Profils expérimentés : quelle attractivité, quels challenges ?

Si l’attractivité des profils dépend avant tout des métiers et des secteurs, on constate cependant que les profils expérimentés éveillent parfois un certain nombre de préjugés, en dépit de leur valeur indéniable. Lesquels ?

Des profils parfois soumis à quelques préjugés…

S’il est vrai que les attentes salariales ont tendance à augmenter au fur et à mesure que l’on gagne en expérience, cela peut devenir un véritable challenge : comment convaincre un futur employeur qu’un tel investissement permettrait de faire la différence ? « J’ai 18 ans d’expérience, ça fait parfois flipper, on se dit que je vais valoir très cher » nous confie Hannah, qui a souvent fait les frais de ce type de crainte chez les employeurs. Malheureusement, les préjugés sont parfois coriaces, comme nous le confirme Hannah : « On est moins désirable quand on a 40 ans. On véhicule pas mal de clichés. De plus, on n’appartient pas à la nouvelle génération qui fait “bouger les choses”, et on n’est pas non plus en fin de parcours, c’est un entre-deux un peu compliqué parfois. » En effet, les profils expérimentés seraient, selon les préjugés, trop chers, plus assez à la page, moins adaptables ou encore happés par leur vie de famille, etc… Les profils expérimentés ne seraient-ils pas les victimes d’une sorte de jeunisme ?

Une autre difficulté que l’on peut voir surgir : s’ils reconnaissent votre niveau d’expérience, certains recruteurs peuvent cependant avoir tendance à vous cantonner à votre métier passé, ne vous proposant que des postes similaires alors que vous avez envie de changer… Si c’est votre cas, il devient d’autant plus important d’apprendre à bien se vendre !

… avec pas mal d’atouts à mettre en avant !

Cela peut paraître contradictoire mais le principal intérêt pour une entreprise de recruter un profil expérimenté tel que le vôtre est justement lié aux expériences accumulées. Vous êtes déjà formé et bénéficiez d’une connaissance des pratiques et usages d’autres entreprises, un véritable atout pour l’entreprise qui vous convoite. Avec la pratique, vient le recul : quand un candidat a déjà géré une ou plusieurs équipes, par exemple, il semble logique que prendre la direction d’un nouveau département ne devrait pas lui poser problème.

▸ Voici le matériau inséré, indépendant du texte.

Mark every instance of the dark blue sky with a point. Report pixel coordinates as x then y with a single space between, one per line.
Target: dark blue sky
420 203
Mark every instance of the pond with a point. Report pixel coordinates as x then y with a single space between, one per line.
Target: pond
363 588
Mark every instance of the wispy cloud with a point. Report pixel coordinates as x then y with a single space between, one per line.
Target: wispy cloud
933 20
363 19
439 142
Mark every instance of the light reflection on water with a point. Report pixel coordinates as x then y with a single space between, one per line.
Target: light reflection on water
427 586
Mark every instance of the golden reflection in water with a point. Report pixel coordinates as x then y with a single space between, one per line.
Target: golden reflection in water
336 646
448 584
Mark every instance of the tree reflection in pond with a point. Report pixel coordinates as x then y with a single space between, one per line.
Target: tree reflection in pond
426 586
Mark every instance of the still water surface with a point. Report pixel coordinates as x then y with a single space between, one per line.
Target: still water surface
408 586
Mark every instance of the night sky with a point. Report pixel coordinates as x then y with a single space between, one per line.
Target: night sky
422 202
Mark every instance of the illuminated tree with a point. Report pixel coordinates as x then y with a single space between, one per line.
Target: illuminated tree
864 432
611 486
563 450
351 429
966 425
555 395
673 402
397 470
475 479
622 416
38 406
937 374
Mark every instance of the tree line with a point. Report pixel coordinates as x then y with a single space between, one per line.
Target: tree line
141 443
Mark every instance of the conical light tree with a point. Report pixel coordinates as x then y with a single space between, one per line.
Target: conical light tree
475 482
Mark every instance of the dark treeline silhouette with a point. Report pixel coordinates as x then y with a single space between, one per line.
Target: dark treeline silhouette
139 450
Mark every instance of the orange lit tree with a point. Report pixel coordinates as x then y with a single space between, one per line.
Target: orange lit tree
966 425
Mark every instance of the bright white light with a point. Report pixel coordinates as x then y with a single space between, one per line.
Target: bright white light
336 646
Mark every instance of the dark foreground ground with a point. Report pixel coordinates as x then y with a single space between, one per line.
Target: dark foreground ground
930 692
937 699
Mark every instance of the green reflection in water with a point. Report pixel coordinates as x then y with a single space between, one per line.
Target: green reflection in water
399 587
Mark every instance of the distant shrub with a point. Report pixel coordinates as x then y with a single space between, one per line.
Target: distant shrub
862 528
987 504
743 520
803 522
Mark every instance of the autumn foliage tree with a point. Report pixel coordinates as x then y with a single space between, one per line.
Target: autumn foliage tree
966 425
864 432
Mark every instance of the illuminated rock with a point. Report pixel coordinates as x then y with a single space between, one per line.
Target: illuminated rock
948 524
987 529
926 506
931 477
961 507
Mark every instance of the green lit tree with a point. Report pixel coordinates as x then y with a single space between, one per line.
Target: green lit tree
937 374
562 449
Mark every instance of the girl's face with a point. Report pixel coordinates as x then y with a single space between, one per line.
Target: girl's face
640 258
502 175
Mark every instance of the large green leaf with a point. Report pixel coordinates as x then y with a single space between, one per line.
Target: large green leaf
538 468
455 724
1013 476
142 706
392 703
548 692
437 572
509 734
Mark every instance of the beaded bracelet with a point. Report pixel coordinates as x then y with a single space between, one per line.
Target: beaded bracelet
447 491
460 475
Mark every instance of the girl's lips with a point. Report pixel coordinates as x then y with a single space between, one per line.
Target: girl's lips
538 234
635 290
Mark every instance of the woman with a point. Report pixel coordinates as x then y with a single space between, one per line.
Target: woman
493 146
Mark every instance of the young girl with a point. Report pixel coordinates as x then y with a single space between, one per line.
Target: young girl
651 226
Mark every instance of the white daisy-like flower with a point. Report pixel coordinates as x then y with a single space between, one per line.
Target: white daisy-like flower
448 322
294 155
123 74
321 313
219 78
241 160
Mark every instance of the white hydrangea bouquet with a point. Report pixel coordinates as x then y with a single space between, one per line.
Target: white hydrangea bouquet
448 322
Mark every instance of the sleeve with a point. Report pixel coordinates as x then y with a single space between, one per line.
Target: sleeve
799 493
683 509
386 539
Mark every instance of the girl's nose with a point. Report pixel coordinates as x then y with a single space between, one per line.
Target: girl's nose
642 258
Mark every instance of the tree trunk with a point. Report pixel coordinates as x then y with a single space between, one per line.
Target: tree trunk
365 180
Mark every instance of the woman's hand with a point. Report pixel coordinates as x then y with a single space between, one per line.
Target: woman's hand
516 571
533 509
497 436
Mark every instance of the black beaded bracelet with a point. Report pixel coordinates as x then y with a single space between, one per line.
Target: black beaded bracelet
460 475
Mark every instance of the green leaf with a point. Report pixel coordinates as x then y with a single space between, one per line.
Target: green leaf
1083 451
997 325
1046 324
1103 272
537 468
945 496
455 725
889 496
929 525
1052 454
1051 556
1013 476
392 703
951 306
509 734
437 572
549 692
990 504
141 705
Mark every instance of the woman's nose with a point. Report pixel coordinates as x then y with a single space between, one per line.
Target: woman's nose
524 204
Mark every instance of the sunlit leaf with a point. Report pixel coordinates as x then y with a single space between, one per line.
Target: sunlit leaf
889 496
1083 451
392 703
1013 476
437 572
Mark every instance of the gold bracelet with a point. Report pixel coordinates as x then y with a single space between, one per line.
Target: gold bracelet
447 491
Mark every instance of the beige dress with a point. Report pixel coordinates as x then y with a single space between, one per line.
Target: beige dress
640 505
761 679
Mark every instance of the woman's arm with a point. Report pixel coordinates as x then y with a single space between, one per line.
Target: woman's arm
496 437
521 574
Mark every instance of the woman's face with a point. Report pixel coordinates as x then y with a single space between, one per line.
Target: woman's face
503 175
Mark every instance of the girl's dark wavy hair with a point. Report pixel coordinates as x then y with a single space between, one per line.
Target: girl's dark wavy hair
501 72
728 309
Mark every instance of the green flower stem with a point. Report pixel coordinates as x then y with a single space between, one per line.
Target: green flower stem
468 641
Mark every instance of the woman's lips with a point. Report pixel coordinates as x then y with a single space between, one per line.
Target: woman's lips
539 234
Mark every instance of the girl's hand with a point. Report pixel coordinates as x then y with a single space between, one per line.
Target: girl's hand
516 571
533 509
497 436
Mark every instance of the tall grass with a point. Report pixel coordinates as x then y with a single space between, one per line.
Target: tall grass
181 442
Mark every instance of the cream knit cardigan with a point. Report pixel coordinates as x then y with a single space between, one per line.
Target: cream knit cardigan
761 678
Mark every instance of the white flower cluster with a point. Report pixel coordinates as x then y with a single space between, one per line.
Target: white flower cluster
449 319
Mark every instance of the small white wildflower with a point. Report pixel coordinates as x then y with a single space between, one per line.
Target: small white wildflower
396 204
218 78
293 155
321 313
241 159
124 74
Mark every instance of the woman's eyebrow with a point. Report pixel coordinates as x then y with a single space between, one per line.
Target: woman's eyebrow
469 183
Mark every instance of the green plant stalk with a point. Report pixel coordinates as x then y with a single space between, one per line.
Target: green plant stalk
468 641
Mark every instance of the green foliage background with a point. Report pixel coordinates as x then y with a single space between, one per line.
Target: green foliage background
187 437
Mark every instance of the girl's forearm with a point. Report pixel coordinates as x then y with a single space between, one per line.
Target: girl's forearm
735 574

Là où les plus juniors doivent mettre en avant leur potentiel, hypothétique donc, vous pouvez valoriser votre savoir-faire concret, transférable et issu de votre vécu. C’est un élément en votre faveur, à souligner lorsque vous cherchez un emploi, comme le fait remarquer Hannah : « En matière de recul et d’expérience, le poids des années, ça n’a pas de prix, tant dans les succès que dans les échecs. »

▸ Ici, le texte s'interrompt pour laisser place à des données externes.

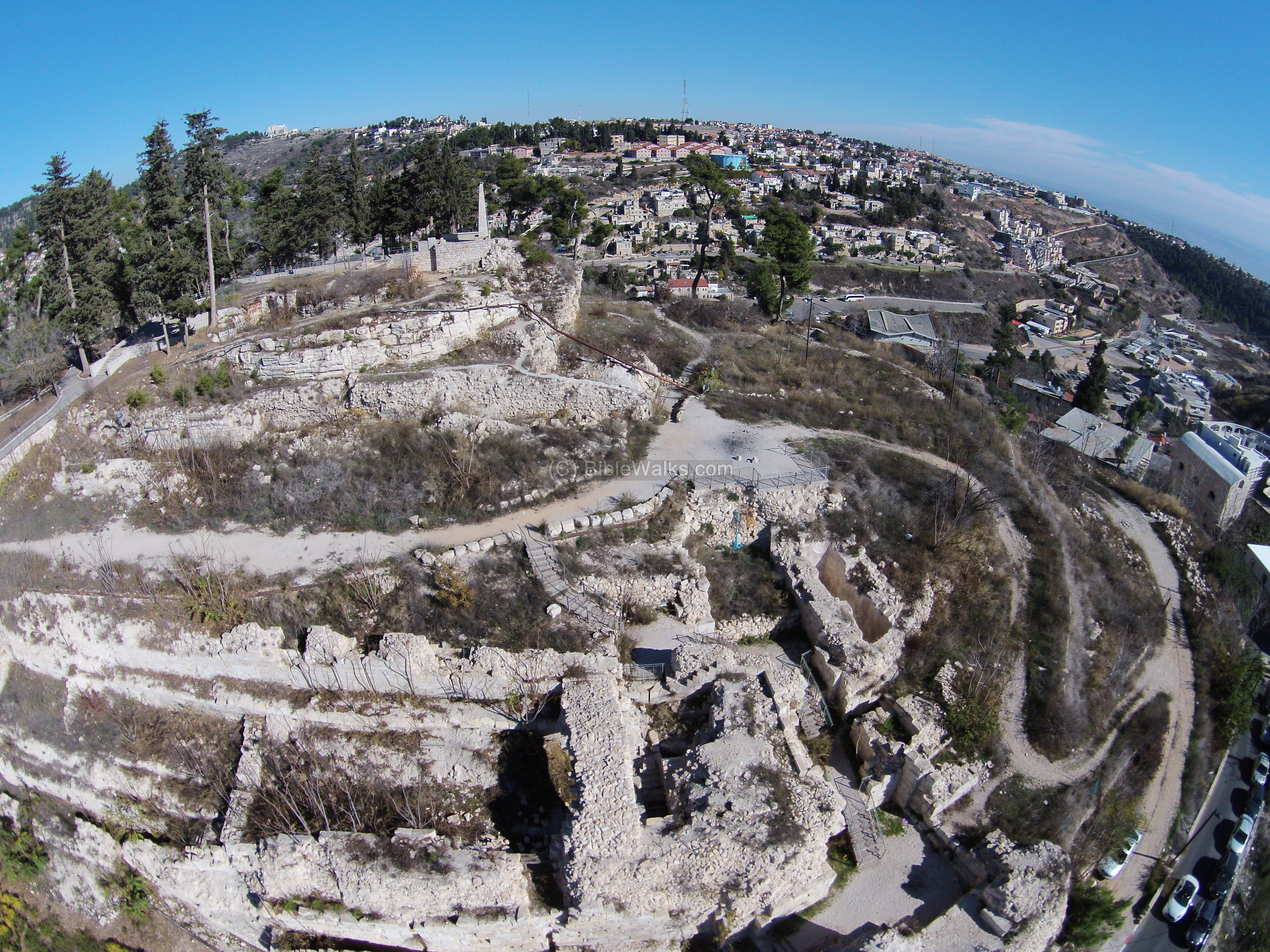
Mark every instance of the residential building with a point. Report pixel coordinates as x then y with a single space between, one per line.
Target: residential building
1046 399
1182 393
1215 475
667 202
683 287
915 331
1102 440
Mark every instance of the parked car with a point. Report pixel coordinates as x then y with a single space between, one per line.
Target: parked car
1179 903
1256 800
1241 836
1112 866
1225 878
1203 926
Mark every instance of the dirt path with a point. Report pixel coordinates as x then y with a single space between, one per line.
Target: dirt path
1170 671
699 436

Un autre atout à mettre en avant pour Hannah est votre stabilité. En effet, ayant déjà acquis plusieurs expériences diverses, les profils quarantenaires chercheraient, le plus souvent, à se poser professionnellement. Même s’il ne faut pas généraliser, on constate cependant que cette tranche n’a pas encore été complètement gagnée par l’envie de changement permanent des générations plus jeunes. C’est un argument différenciant pour Hannah : « La nouvelle génération est méga volatile. De mon côté, je sais plutôt bien ce que je veux, j’ai envie de rejoindre une boîte pour m’investir sur la durée. À mon âge, on est plus nombreux à rechercher un équilibre de vie, mais aussi un job qui a du sens, sur le long terme. »

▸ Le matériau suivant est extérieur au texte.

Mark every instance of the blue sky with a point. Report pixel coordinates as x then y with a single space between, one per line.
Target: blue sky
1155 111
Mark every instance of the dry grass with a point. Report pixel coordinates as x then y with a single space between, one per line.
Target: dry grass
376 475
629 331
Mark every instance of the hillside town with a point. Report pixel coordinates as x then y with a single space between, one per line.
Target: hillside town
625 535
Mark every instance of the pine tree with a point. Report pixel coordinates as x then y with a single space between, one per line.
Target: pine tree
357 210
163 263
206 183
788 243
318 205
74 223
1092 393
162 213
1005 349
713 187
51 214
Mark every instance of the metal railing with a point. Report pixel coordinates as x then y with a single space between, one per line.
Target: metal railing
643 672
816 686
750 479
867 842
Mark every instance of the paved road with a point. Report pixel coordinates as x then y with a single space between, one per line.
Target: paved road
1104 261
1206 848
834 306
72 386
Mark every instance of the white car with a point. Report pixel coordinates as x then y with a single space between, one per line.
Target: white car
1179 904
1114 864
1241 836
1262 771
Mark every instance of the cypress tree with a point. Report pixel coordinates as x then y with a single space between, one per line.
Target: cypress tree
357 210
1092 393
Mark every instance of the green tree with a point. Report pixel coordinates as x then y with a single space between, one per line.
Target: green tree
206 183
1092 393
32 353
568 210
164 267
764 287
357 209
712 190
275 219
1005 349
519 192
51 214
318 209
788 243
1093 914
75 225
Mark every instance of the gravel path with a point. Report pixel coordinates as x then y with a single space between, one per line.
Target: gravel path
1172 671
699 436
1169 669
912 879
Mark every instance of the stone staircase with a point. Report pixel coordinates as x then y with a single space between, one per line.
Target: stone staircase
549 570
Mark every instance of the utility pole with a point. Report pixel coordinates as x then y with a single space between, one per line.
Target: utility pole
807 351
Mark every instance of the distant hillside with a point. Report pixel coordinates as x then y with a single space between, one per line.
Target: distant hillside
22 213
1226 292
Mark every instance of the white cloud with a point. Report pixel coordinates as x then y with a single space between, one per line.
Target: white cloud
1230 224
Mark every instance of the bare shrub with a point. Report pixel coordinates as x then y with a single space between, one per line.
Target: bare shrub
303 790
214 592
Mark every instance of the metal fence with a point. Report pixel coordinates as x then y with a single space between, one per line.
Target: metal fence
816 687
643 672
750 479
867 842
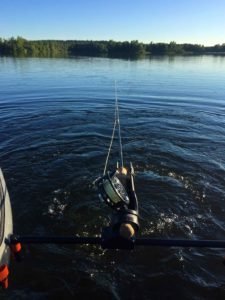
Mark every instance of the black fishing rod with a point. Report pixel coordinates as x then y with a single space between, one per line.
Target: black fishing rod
115 242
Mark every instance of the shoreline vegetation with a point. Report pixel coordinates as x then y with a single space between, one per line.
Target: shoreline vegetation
20 47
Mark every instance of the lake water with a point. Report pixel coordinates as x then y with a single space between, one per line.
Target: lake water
56 118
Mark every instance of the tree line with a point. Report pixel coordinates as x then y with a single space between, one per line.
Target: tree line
58 48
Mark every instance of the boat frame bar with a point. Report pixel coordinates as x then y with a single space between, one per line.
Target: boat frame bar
115 242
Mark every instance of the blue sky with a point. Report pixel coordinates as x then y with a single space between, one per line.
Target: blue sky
193 21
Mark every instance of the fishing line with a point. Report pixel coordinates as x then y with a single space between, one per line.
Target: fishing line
116 123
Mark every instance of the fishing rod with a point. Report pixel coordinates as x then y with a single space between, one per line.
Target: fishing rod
117 189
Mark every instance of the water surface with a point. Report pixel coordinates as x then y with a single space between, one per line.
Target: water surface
56 119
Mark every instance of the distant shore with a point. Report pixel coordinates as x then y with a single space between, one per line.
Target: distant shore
20 47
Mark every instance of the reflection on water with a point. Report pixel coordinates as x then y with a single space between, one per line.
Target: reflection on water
56 121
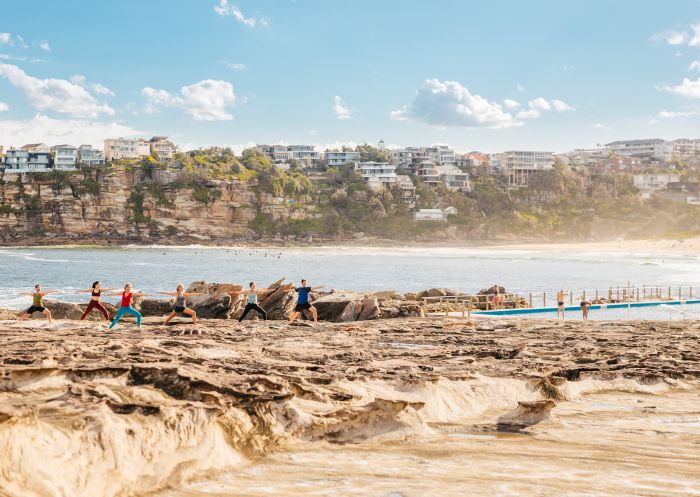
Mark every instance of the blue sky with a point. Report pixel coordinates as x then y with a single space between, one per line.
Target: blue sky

Nos conseils pour mener votre recherche d’emploi

Vous avez conscience de votre valeur, vous savez postuler, vous avez déjà changé de job une fois, deux fois, trois fois… ou plus ? Est-ce que candidater de manière traditionnelle, comme vous avez pu le faire auparavant, est suffisant à ce stade de votre carrière ? Après 4 mois de recherche, Hannah semble dubitative : « Si je reste tranquillement à répondre aux annonces, il ne va rien se passer. Sur presque 200 candidatures envoyées, j’ai eu un taux moyen de réponse de 0,5 %… Je dois changer de stratégie. » Mais alors comment s’y prendre ? Nous vous avons concocté une petite liste de conseils afin de vous aider à adapter vos techniques et maximiser votre impact durant cette période de transition.

(Re)mettez vous à la page

Il ne s’agit pas de juger si vous êtes ou n’êtes pas dans le coup ! Mais chaque recherche d’emploi nécessite de se remettre dans le bain à une époque où les outils et les modes de recrutement évoluent rapidement, au point que certains prédisent la disparition progressive des candidatures “classiques” (avec CV et lettre de motivation). Quand on se met à chercher du boulot, il faut refaire son CV, son profil LinkedIn, bien sûr, mais aussi se remettre à la page sur les plateformes d’emploi qui fonctionnent le mieux, en fonction de son secteur et de son métier. Vous pouvez questionner à ce sujet les personnes de votre entourage - jeunes ou moins jeunes - qui ont récemment été en recherche d’emploi, ils pourraient vous faire gagner un temps précieux !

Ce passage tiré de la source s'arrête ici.